3.6.10.7. Plot variance and regularization in linear modelsΒΆ

import numpy as np
# Smaller figures
from matplotlib import pyplot as plt
plt.rcParams['figure.figsize'] = (3, 2)

We consider the situation where we have only 2 data point

X = np.c_[ .5, 1].T
y = [.5, 1]
X_test = np.c_[ 0, 2].T

Without noise, as linear regression fits the data perfectly

from sklearn import linear_model
regr = linear_model.LinearRegression()
regr.fit(X, y)
plt.plot(X, y, 'o')
plt.plot(X_test, regr.predict(X_test))
../../../_images/sphx_glr_plot_variance_linear_regr_001.png

In real life situation, we have noise (e.g. measurement noise) in our data:

np.random.seed(0)
for _ in range(6):
noisy_X = X + np.random.normal(loc=0, scale=.1, size=X.shape)
plt.plot(noisy_X, y, 'o')
regr.fit(noisy_X, y)
plt.plot(X_test, regr.predict(X_test))
../../../_images/sphx_glr_plot_variance_linear_regr_002.png

As we can see, our linear model captures and amplifies the noise in the data. It displays a lot of variance.

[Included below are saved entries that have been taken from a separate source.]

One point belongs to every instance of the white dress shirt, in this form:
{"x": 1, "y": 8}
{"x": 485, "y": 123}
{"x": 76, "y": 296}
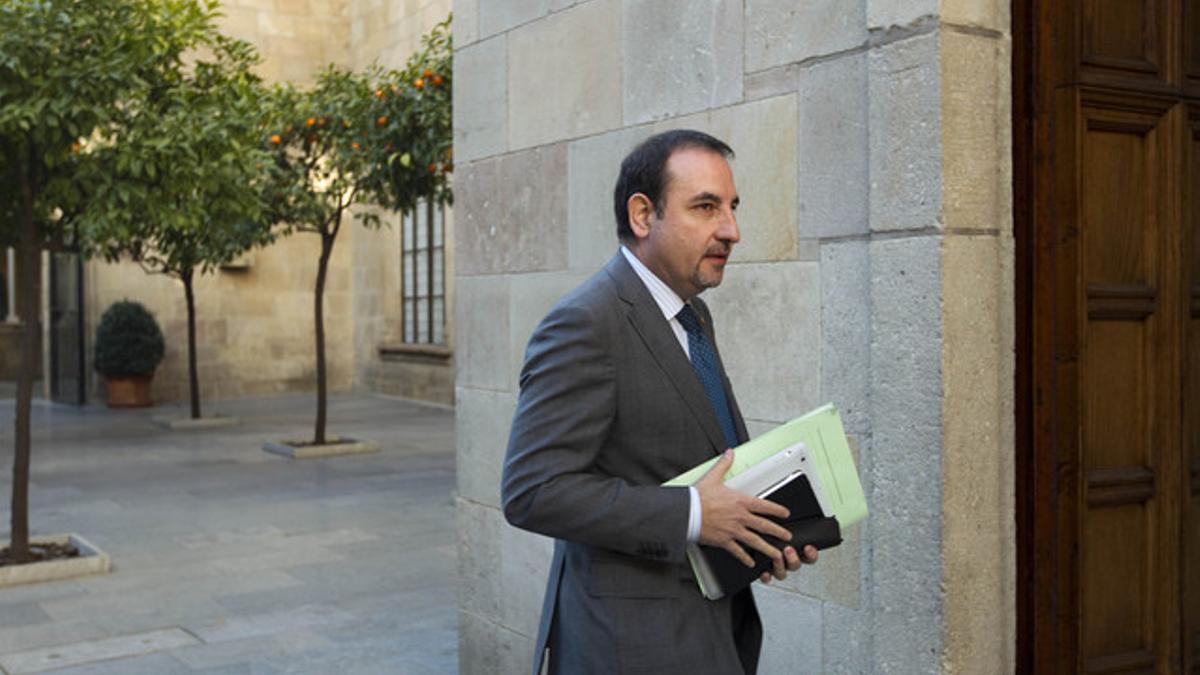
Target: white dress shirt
{"x": 670, "y": 303}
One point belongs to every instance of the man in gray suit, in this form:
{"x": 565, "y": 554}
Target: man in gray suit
{"x": 622, "y": 389}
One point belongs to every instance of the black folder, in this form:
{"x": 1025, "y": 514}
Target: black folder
{"x": 807, "y": 523}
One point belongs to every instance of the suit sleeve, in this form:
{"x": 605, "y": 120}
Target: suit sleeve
{"x": 564, "y": 413}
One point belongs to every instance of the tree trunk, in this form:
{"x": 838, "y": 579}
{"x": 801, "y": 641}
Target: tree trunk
{"x": 28, "y": 306}
{"x": 193, "y": 378}
{"x": 327, "y": 249}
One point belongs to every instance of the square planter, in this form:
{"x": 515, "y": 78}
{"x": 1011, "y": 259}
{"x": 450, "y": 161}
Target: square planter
{"x": 90, "y": 561}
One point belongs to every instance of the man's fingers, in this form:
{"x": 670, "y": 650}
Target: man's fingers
{"x": 792, "y": 559}
{"x": 767, "y": 507}
{"x": 739, "y": 553}
{"x": 810, "y": 554}
{"x": 751, "y": 538}
{"x": 771, "y": 527}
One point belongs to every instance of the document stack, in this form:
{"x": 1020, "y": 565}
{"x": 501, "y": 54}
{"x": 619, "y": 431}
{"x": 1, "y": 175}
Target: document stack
{"x": 804, "y": 465}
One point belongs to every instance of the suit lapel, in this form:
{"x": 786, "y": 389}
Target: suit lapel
{"x": 647, "y": 320}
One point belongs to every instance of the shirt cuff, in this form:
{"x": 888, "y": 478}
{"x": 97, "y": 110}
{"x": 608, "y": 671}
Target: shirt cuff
{"x": 694, "y": 515}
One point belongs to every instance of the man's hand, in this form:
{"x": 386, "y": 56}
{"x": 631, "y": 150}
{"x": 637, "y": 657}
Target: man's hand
{"x": 730, "y": 519}
{"x": 792, "y": 562}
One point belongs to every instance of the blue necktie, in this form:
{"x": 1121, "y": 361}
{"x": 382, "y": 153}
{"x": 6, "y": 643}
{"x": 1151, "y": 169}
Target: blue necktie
{"x": 703, "y": 362}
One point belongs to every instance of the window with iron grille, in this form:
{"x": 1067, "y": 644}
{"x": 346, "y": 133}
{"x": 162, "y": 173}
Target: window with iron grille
{"x": 423, "y": 274}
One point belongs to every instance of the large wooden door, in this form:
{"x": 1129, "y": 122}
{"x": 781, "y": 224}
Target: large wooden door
{"x": 1108, "y": 211}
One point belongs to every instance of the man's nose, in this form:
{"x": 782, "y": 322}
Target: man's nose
{"x": 729, "y": 228}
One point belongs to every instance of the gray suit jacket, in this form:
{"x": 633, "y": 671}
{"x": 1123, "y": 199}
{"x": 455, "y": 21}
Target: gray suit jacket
{"x": 610, "y": 407}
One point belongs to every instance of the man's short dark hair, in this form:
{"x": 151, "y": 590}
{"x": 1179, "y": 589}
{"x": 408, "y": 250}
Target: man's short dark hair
{"x": 645, "y": 169}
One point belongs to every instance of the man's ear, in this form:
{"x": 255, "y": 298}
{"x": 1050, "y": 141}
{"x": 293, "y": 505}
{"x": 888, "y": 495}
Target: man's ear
{"x": 641, "y": 213}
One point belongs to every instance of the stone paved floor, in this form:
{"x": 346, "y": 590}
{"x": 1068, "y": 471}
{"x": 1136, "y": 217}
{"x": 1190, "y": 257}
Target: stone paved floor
{"x": 231, "y": 560}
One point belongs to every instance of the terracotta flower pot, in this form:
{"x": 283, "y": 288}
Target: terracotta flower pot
{"x": 129, "y": 392}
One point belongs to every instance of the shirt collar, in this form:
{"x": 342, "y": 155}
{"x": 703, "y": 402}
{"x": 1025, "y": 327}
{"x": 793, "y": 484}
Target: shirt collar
{"x": 669, "y": 302}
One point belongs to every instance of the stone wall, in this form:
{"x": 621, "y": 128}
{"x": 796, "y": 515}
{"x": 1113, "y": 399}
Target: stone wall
{"x": 874, "y": 270}
{"x": 255, "y": 324}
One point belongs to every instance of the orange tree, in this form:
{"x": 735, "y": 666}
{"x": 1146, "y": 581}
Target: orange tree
{"x": 378, "y": 137}
{"x": 69, "y": 71}
{"x": 190, "y": 165}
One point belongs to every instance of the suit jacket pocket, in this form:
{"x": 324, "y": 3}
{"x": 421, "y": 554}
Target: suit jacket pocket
{"x": 633, "y": 578}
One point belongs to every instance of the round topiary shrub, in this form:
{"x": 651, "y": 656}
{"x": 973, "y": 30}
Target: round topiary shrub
{"x": 129, "y": 341}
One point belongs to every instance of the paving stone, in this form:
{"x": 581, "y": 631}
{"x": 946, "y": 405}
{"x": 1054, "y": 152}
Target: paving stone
{"x": 27, "y": 614}
{"x": 93, "y": 651}
{"x": 177, "y": 514}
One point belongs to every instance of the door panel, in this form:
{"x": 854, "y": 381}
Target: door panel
{"x": 1123, "y": 590}
{"x": 1192, "y": 394}
{"x": 1123, "y": 36}
{"x": 1111, "y": 181}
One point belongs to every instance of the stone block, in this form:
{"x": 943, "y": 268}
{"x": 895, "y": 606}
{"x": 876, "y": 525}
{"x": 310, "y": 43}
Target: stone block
{"x": 480, "y": 591}
{"x": 906, "y": 460}
{"x": 834, "y": 190}
{"x": 486, "y": 647}
{"x": 498, "y": 16}
{"x": 792, "y": 631}
{"x": 976, "y": 131}
{"x": 905, "y": 138}
{"x": 480, "y": 108}
{"x": 845, "y": 640}
{"x": 786, "y": 33}
{"x": 978, "y": 533}
{"x": 846, "y": 332}
{"x": 772, "y": 82}
{"x": 511, "y": 213}
{"x": 762, "y": 133}
{"x": 888, "y": 13}
{"x": 767, "y": 320}
{"x": 525, "y": 561}
{"x": 483, "y": 327}
{"x": 532, "y": 298}
{"x": 991, "y": 15}
{"x": 593, "y": 165}
{"x": 679, "y": 57}
{"x": 481, "y": 430}
{"x": 564, "y": 75}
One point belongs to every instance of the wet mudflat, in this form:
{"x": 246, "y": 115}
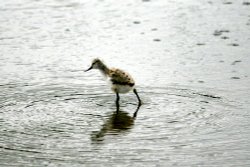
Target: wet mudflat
{"x": 190, "y": 61}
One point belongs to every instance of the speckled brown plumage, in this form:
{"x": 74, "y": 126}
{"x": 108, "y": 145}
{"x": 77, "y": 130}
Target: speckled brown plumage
{"x": 120, "y": 77}
{"x": 121, "y": 81}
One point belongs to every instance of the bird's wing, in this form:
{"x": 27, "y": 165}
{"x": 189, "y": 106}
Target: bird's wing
{"x": 118, "y": 76}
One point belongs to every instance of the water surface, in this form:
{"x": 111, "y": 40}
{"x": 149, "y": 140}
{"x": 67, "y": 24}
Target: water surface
{"x": 190, "y": 62}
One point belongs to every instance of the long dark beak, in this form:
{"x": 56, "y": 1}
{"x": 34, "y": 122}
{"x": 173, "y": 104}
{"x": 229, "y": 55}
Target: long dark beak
{"x": 88, "y": 69}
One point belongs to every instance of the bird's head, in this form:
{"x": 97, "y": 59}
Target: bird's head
{"x": 96, "y": 64}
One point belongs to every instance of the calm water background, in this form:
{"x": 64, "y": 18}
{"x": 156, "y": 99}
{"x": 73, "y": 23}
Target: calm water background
{"x": 190, "y": 60}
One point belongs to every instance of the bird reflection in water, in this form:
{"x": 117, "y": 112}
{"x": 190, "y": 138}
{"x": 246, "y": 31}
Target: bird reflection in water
{"x": 117, "y": 122}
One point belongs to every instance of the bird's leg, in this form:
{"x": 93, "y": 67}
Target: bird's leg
{"x": 139, "y": 104}
{"x": 117, "y": 102}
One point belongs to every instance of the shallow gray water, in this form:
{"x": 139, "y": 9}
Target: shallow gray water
{"x": 190, "y": 61}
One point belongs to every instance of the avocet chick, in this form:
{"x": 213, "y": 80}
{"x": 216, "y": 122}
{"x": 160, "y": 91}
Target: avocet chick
{"x": 121, "y": 81}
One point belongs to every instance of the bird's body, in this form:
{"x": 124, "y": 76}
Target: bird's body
{"x": 121, "y": 81}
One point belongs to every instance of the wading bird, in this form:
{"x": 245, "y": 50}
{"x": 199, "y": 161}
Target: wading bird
{"x": 121, "y": 81}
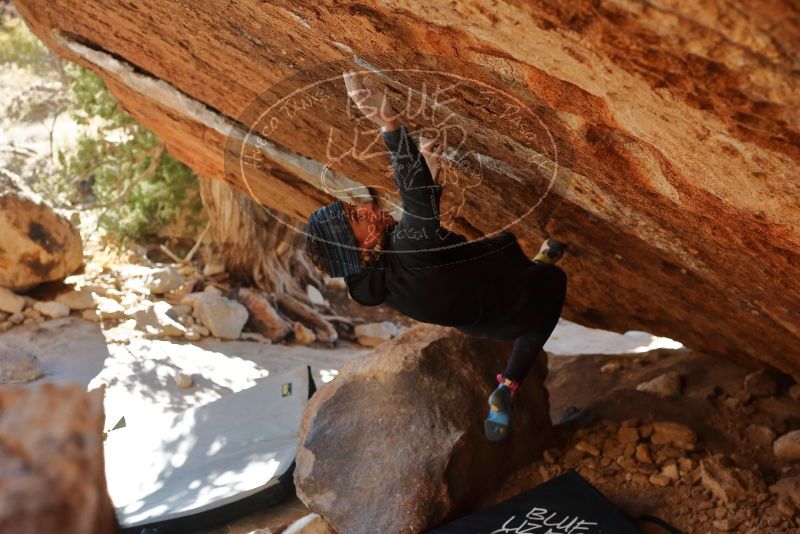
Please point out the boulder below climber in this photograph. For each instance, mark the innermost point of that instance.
(52, 462)
(395, 442)
(37, 244)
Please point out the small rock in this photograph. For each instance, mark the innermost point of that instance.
(181, 310)
(186, 270)
(787, 447)
(726, 525)
(17, 365)
(77, 300)
(315, 296)
(788, 488)
(643, 453)
(731, 403)
(338, 283)
(611, 367)
(373, 334)
(667, 454)
(213, 268)
(759, 435)
(760, 384)
(225, 318)
(91, 315)
(255, 336)
(264, 318)
(32, 313)
(671, 472)
(109, 308)
(627, 434)
(52, 309)
(310, 524)
(157, 319)
(587, 447)
(785, 508)
(212, 290)
(10, 302)
(162, 280)
(726, 482)
(183, 381)
(686, 465)
(666, 385)
(302, 334)
(666, 433)
(659, 480)
(192, 334)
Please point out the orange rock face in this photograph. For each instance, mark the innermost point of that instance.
(660, 139)
(51, 462)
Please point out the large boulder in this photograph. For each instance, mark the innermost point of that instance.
(51, 462)
(36, 243)
(660, 140)
(395, 443)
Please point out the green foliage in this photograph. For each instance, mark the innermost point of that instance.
(114, 169)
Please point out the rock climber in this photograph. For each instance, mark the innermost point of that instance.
(485, 288)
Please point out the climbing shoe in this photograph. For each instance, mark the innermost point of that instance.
(551, 251)
(498, 421)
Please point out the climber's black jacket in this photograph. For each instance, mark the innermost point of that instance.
(432, 274)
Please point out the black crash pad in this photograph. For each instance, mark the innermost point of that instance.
(567, 504)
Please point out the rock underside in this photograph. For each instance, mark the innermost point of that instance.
(660, 139)
(51, 461)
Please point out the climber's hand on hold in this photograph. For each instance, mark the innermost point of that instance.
(371, 100)
(433, 156)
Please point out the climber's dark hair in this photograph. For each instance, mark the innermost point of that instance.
(315, 253)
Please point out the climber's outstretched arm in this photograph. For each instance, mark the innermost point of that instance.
(420, 194)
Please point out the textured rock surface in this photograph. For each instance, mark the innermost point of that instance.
(421, 396)
(51, 462)
(36, 244)
(17, 364)
(674, 126)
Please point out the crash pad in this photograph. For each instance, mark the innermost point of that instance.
(208, 458)
(567, 504)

We can use another linear estimator that uses regularization, the Ridge estimator. This estimator regularizes the coefficients by shrinking them to zero, under the assumption that very high correlations are often spurious. The alpha parameter controls the amount of shrinkage used.

regr = linear_model.Ridge(alpha=.1)
np.random.seed(0)
for _ in range(6):
noisy_X = X + np.random.normal(loc=0, scale=.1, size=X.shape)
plt.plot(noisy_X, y, 'o')
regr.fit(noisy_X, y)
plt.plot(X_test, regr.predict(X_test))
plt.show()
../../../_images/sphx_glr_plot_variance_linear_regr_003.png

Total running time of the script: ( 0 minutes 0.066 seconds)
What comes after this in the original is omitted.